I'm just not "anti-cult."

Heck, I like John Travolta's movies -- I don't care if he is a Scientologist. Ditto for David Lynch and TM.

I think some of the people I met in the TM movement were some of the finest I've met anywhere. Whether they realize it or not, to the hard-core believer, TM is their religion, their world view. It must hurt like hell to see it torn to shreds. Even worse to be ridiculed in front of the Internet.

I'm not willing to live in fear of taboo-laden groups like Scientology and TM. Nor am I willing to run away from all forms of spirituality. I want to stand for something, not just spend my life obsessing on my "enemy's" shortcomings.

Don't get me wrong. I'm not wimping out. Just thinking out loud.

I found that when a friend asked what I was doing with my career, I would sheepishly mumble, "I'm working with an anti-cult group."

When I caught myself doing this, it was a real danger signal to me.

I thought, "What is it I really want to do here? What do I want to be my life's work? I've been given an extraordinary opportunity. I have to grab hold of this."

What I came up with: I don't care what people believe. The last thing we need is another excuse to persecute unpopular religions or ethnic groups. I'm not interested in hurting people.

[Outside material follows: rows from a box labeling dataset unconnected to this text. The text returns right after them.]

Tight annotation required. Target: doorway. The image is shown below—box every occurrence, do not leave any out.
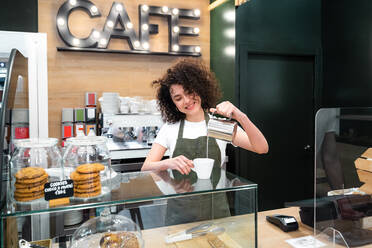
[236,44,318,211]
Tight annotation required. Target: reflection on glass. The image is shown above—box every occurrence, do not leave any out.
[314,108,372,247]
[0,49,29,211]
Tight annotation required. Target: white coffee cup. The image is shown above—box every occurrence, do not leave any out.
[192,178,213,191]
[191,158,214,179]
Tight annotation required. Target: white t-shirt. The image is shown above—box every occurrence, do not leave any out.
[154,120,227,163]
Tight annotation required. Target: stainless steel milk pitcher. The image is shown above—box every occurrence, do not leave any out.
[207,113,238,143]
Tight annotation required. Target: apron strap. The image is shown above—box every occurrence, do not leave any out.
[178,119,185,139]
[178,112,209,139]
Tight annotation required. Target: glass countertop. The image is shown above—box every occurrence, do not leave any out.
[1,169,257,218]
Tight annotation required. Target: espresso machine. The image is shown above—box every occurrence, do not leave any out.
[100,113,168,172]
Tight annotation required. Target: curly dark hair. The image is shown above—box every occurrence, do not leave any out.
[152,58,222,123]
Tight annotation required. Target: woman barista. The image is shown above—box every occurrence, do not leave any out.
[142,59,268,224]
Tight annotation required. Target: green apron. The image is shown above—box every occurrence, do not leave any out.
[165,113,230,225]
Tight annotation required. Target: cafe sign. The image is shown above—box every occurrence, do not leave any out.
[57,0,201,56]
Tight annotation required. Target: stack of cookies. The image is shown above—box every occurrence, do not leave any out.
[14,167,48,202]
[70,163,105,198]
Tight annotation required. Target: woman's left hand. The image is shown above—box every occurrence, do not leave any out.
[209,101,241,120]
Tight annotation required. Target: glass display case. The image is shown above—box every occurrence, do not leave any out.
[1,168,257,247]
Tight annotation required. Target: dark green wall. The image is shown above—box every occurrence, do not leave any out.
[235,0,322,210]
[210,0,235,102]
[236,0,321,50]
[322,0,372,107]
[0,0,38,32]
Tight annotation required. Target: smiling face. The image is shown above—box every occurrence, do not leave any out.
[169,84,203,119]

If I'm going to do this I want to spread a little joy.

Finally, I just don't think of myself as a victim. I'm tired of people offering me the eyes-downcast type of condolences usually reserved for the bereaved. I feel, in fact, somewhat condescended to.

Here's the deal:

I don't want to be "anti" anything. I want to be pro-freedoms.

And I don't think anybody exiting a "cult" wants to hear that they're victims. Heck, can you see it? One day you believe you're a god, the next everyone is offering you sympathy because you're somehow damaged?

I think that we former cult members, have something extraordinary to offer future generations.

We went through a tremendous mind-f**k -- and we not only survived, we prospered.

We know things about human nature and the mind that those of you who haven't experienced thought reform can not imagine. Things that the "lay" audiences we talk to will never dream of -- and probably couldn't have survived. (Think of how many never get out who were in as deep as we were!)

I fight for the recognition of a new set of freedoms -- psychological and spiritual freedoms. And the survivors we work with simply won't be victims. They'll be veterans -- and even victors.

The psychological freedoms model is too confined by the cult world. The same model encompasses manipulation by therapists, controlling spouses, clergy, governments. It all began with Lifton's, Singer's, and West's work with returning US soldiers brainwashed in Korea, after all.

The public certainly needs a little wake up call. Most people believe battered women should just walk away. That propaganda was something only practiced during WWII. That suckers somehow asked to be duped out of their life savings and their lives.

I expect much more to say on the question of victims vs. veterans in coming days.

I hope you'll lend me your time and attention and together we can sort these thoughts out.